Une fois n’est pas coutume, celle-ci arrive très en retard. Mais c’est bien aussi de prendre son temps et d’avoir laissé Béji passer par de multiples phases d’écoute, respectivement frénétiques, espacées puis régulières. Le rouleau-compresseur que l’on pensait sans nuances au début s’est transformé en machine de guerre métamorphe dans l’intervalle. Gros bloc furieux et sans concession, le bestiaire d’Harpon ne se contente pas de multiplier les enclumes, il s’attaque aussi aux neurones. Bien sûr, ça avance tête baissée et ça pulvérise l’obstacle (la triplette inaugurale Lascar / Le Chocaillon / Attelage) mais lorsque le trio choisit de ralentir la cadence, explorant les divers atours de la répétition maladive, il fait tout aussi mal (Vile Colonne, Prince Du Sang, Where’s Bill ?). Partout, tout le temps, l’intensité agrafe. Impossible de s’en défaire. D’autant plus qu’elle est corrélée à une ambiance invariablement glauque qui n’hésite pas à frôler le désespéré. Dès lors, tout ce que l’on peut écouter après Béji sonne systématiquement fade et édulcoré et cela confère au disque un caractère définitif. À chaque instant, le trio donne l’impression de balancer ses diatribes planquées sous la masse, ses riffs contondants, ses ondes disloquées et ses frappes chirurgicales comme s’il s’agissait des derniers et on se retrouve avec un bout de plastique noir qui brûle profondément les mains.

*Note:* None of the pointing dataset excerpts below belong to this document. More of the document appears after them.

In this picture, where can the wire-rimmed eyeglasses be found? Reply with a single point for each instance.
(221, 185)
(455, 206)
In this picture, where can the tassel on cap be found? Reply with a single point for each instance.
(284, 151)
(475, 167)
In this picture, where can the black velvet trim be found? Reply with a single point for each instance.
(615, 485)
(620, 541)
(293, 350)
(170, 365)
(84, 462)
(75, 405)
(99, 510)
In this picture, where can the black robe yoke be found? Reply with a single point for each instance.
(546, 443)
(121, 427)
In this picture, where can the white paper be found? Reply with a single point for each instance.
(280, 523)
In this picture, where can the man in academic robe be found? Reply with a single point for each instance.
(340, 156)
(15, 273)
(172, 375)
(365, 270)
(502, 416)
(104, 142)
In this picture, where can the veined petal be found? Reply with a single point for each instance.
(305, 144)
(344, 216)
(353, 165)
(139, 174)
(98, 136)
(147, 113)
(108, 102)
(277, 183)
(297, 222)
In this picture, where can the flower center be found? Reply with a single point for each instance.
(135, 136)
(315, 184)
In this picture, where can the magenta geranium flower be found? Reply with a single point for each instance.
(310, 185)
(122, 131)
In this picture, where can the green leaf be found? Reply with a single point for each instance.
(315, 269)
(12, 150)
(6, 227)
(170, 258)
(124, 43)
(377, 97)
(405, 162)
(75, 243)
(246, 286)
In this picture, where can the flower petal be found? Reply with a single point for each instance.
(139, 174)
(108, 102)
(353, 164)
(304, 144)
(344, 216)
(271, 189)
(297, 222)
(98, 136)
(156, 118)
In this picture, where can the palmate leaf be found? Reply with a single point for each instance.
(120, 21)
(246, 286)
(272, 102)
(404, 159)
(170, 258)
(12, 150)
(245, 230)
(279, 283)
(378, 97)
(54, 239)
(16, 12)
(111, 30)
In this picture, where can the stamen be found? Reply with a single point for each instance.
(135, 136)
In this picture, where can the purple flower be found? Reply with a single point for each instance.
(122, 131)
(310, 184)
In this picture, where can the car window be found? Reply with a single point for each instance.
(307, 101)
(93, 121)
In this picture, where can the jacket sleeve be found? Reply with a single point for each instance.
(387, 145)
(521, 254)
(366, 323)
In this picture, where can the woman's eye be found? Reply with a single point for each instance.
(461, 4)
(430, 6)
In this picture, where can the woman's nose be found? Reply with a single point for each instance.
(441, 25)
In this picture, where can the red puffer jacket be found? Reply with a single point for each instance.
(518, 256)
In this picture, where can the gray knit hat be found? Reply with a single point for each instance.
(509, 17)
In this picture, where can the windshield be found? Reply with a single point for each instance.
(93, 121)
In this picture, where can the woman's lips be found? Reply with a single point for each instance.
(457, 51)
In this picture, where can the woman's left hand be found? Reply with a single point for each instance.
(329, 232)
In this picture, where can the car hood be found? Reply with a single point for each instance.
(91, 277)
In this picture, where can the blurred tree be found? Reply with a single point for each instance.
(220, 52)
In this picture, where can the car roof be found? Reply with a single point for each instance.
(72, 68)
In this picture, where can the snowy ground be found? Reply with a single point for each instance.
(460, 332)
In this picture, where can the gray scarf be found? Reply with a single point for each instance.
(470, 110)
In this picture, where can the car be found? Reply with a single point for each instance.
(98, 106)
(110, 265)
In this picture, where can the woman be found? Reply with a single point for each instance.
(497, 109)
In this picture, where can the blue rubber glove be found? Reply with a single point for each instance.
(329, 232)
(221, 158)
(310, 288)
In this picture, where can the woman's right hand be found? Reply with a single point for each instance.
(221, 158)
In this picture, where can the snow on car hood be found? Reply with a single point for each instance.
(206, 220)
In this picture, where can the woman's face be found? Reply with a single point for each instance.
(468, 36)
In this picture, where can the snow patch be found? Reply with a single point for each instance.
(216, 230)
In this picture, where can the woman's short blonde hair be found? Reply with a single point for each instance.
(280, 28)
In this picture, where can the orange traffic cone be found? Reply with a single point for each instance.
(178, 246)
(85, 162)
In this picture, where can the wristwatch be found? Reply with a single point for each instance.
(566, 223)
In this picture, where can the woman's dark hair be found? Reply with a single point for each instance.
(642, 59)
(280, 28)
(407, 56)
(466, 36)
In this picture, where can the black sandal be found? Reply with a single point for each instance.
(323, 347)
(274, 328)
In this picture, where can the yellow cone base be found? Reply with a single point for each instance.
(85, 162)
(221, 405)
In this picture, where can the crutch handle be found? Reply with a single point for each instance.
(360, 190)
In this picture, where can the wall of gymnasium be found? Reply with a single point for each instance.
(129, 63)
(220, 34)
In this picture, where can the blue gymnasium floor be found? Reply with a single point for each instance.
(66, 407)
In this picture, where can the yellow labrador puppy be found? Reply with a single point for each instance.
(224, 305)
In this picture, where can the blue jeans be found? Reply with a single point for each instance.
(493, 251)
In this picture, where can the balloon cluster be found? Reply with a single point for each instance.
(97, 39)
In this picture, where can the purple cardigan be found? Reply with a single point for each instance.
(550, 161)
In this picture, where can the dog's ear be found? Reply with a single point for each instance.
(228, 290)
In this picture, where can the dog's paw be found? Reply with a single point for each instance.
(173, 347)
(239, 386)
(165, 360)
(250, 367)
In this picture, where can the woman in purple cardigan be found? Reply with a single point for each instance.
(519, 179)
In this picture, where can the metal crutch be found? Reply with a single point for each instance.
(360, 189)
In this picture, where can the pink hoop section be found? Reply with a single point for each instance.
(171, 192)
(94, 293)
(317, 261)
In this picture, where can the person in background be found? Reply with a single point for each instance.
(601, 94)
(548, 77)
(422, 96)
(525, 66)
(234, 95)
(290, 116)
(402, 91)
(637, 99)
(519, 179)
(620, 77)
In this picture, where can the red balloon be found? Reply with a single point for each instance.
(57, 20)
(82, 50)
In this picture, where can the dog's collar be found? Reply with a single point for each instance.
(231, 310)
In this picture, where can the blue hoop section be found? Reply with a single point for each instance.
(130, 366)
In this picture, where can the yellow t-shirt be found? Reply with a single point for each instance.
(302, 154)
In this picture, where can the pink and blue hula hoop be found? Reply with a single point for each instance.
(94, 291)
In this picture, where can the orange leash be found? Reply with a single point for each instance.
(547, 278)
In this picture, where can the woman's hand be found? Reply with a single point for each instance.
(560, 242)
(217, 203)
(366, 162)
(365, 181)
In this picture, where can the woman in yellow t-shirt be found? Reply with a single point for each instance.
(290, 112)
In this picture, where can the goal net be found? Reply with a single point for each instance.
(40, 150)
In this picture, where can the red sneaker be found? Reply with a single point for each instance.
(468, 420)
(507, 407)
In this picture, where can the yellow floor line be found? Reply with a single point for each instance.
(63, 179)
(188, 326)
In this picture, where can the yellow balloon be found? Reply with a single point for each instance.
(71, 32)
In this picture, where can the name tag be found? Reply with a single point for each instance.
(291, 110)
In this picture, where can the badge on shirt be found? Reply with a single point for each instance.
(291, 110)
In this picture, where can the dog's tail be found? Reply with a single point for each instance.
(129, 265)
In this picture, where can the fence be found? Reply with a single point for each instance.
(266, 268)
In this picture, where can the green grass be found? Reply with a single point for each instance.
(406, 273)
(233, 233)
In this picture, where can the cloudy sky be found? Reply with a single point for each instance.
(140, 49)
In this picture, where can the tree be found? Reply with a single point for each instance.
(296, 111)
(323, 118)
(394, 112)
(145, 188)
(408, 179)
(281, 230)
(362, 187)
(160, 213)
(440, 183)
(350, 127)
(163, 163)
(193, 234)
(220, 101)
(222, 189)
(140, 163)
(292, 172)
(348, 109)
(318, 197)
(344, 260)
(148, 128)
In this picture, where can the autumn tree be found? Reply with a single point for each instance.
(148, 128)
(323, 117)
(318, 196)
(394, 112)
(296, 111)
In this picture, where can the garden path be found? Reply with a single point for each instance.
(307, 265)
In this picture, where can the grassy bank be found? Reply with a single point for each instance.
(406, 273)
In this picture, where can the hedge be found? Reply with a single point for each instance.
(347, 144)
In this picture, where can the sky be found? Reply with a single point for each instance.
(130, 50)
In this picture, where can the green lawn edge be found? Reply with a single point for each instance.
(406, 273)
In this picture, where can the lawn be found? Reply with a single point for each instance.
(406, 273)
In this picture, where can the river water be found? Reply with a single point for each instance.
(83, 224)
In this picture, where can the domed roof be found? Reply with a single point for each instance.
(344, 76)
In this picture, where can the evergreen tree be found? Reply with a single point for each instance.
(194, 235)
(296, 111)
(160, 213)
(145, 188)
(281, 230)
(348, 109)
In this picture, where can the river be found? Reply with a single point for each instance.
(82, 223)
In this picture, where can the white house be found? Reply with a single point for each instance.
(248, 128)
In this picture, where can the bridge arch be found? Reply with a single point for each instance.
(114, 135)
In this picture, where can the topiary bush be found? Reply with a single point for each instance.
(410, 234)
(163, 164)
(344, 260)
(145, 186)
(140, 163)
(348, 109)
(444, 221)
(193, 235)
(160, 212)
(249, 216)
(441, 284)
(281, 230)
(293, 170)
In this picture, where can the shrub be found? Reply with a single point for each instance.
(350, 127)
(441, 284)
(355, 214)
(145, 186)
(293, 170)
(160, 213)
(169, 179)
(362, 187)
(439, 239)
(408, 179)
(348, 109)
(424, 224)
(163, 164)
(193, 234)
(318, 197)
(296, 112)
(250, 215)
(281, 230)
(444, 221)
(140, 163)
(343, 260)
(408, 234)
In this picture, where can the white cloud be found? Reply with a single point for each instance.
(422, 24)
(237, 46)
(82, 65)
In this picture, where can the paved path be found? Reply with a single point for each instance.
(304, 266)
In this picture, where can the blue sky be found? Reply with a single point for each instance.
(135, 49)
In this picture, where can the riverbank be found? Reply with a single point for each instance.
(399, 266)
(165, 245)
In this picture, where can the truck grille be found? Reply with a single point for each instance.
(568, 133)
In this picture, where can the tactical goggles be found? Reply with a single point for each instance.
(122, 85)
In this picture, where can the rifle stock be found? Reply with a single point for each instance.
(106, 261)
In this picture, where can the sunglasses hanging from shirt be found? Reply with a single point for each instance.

Bestial et retors, Béji agit comme un Harpon : ça coupe, ça déchiquette et ça lacère et quand il ne reste plus rien de l’épiderme, ça s’intéresse aux os et à la matière grise. Les deux derniers titres ne ménagent aucune porte de sortie : A Chaillot, marteau piqueur redoutable, désolidarise tout sur son passage puis Where’s Bill, beaucoup plus insidieux et rampant, finit d’absorber les restes. On se retrouve bien vite à la sortie de Béji, ce qui finit d’asseoir son effet dévastateur : il ne s’éternise pas tout en prenant le temps, par sa répétition pernicieuse, de bien montrer ce qu’il est. Parfaitement équilibré, il est assez long pour qu’on puisse en saisir toutes les nuances et assez court pour l’écouter encore et encore une fois terminé. D’autant plus que ça sonne : parfaitement capté par BenoÎt Courribet (des tout aussi intenses Xnoybis), on sent littéralement les instruments se frayer un chemin dans la chair pour atteindre l’enfoui et résonner avec lui. Exhaustif et obstiné, Béji cartographie l’ensemble du spectre de l’agressivité : tabassage impitoyable, itinéraire plus nuancé, ossature fracturée, son relief se montre bien plus épineux que simplement cabossé et cela permet à Harpon d’élargir son envergure et de décupler l’impact de son noise-rock déjà sans ça particulièrement jusqu’au-boutiste. En cela, on rapprochera les Remois d’un autre trio, de Lozère lui : Pord.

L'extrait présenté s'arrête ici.